Whether
or not it is to your personal taste, we are a nation obsessed with food
programmes on tv. This week saw Ruby Bhogal, Rahul Mandal, and Kim-Joy Hewlett go
head-to-head in the final of the Great
British Bake-Off [no spoilers here as to who won]. And Bake-Off is the perfect example of the genre, because it is about
so much more than the food. We come back, year after year, to consume the
contestants. True, the haters, internet trolls, devour and spit back out. But
the rest of us enjoy a leisurely feast, morsels of lives beyond the tent,
titbits of interaction and unseen footage. We take the contestants to our
hearts, to our bellies, to our bones, and we are nourished by the milk of their
human kindness, in giving of themselves. Who couldn’t love innocent, neurotic
Rahul, a fish so painfully out of chowder?
Our
reading from Isaiah are among the
most striking and surprising verses in the Bible. Imagine this: watching the BBC
News Channel as report after report
comes in from all around the Middle East: Tom Bateman reporting from Jerusalem;
John Simpson reporting from Iraq; Lyse Doucet reporting from Jordan; Lyse
Doucet reporting from Syria; Emmanuel Igunza reporting from Ethiopia; Orla
Guerin reporting from Egypt; Lyse Doucet (again) reporting from Saudi Arabia; Jeremy
Bowen reporting from Lebanon — and then, as if unable to stomach any more,
suddenly switching to Channel 4, and Sandi
Toksvig and Noel Fielding presenting Bake-Off.
The
LORD is producing his show-stopper: making an exquisite feast for all the
peoples, full of flavours, demonstrating great technical ability. Just hearing him
describe what he is attempting is enough to make our mouths salivate in
anticipation. And, of course, it’s all about the presentation, too. He spreads
out a table-cloth, stretching out wide enough for all the surrounding nations
to sit down together. A common-ground. The shared experience of death, the
table cloth that becomes a shroud, or the shroud that becomes a table cloth.
Because, you see, this imagery is not so different from what comes before after
all: imagery of impending judgement followed by restoration for all the
nations.
And
then, in a most unexpected twist, God also eats, not the feast but the table
cloth.
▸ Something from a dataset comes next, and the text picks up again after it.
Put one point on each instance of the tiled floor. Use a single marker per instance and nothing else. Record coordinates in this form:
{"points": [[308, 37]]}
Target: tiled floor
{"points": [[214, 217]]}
Slowly, savouring every bitter mouthful, he swallows it up whole.
Drawing it into himself. Drawing those sat at its edges closer together. And
when all that is left is the size of a handkerchief, and the people are now
drawn very near, he takes the corner and wipes away their tears, before the
final gulp. And the people, amazed and astonished, will say, ‘we waited for the
LORD, only to find out that it was the LORD who waited on us!’
This
is not a vision of heaven as pie in the sky when you die. This is a vision of
the kingdom of heaven grounded in the almost-upon-us; and in a thoroughly,
corporate, bodily experience of tingling taste-buds, culinary triumph,
award-winning wines; and of salty tears and gut-wrenching sense of never being
good enough, wiped away. This is a vision of our being collectively judged and,
potentially, rewarded in the here-and-now: where the challenge set is, will you
humble yourself to be served by the LORD of hosts, or will you refuse? If you
exalt yourself, you will be brought low; but if you humble yourself, you will
be exalted.
This
is a Bake-Off vision of the drama
building and the tension mounting as the clock ticks down; of taste-testing the
finished product; of Star-Bakers and Being-Sent-Home; of tears welling-up in
Kim-Joy’s eyes before the judges; and Ruby’s determination to keep going, for
tomorrow is another day, a fresh start; and Rahul, who seems unable to eat
affirmation and assimilate its goodness into a healthy self-esteem — and an
audience of 8 million viewers still keeping faith, holding on to the hope that
eventually he’ll get it, the salvation we long for him. This is Rahul, and Ruby,
and Kim-Joy, as representatives of the Great British public in 2018.
This
is also Mary’s song, “He has shown strength with his arm; he has scattered the
proud in the thoughts of their hearts. He has brought down the powerful from
their thrones, and lifted up the lowly; he has filled the hungry with good
things, and sent the rich away empty” (Luke
1:51-53). And this is Jesus, sitting down with his disciples and a multitude on
a mountain, and declaring, “Blessed are those who hunger and thirst for
righteousness, for they will be filled” (Matthew
5:6).
The
thing about prophetic revelation concerning the One who was, and is, and is to
come, is that we are always in the moment. In the midst of international
turmoil, the fall and rise of nations and displacement of peoples, the LORD is
still preparing his table. Still baking the finest bread, still selecting the
finest wine. Even now, spreading out — and swallowing — the table-cloth; even
now, wiping away our tears and taking away our disgrace. Today, and every
today, we might experience both the longing and the consummation. Each time we
gather together with our neighbours, from far and near, around the Lord’s table
we are given a taste of the kingdom — and then sent out to extend that table
into every place, every encounter. Today, as we come, we give special thanks
for all those women and men who have come before us, and by whose example we
respond in our time. Let us be glad and rejoice in his salvation.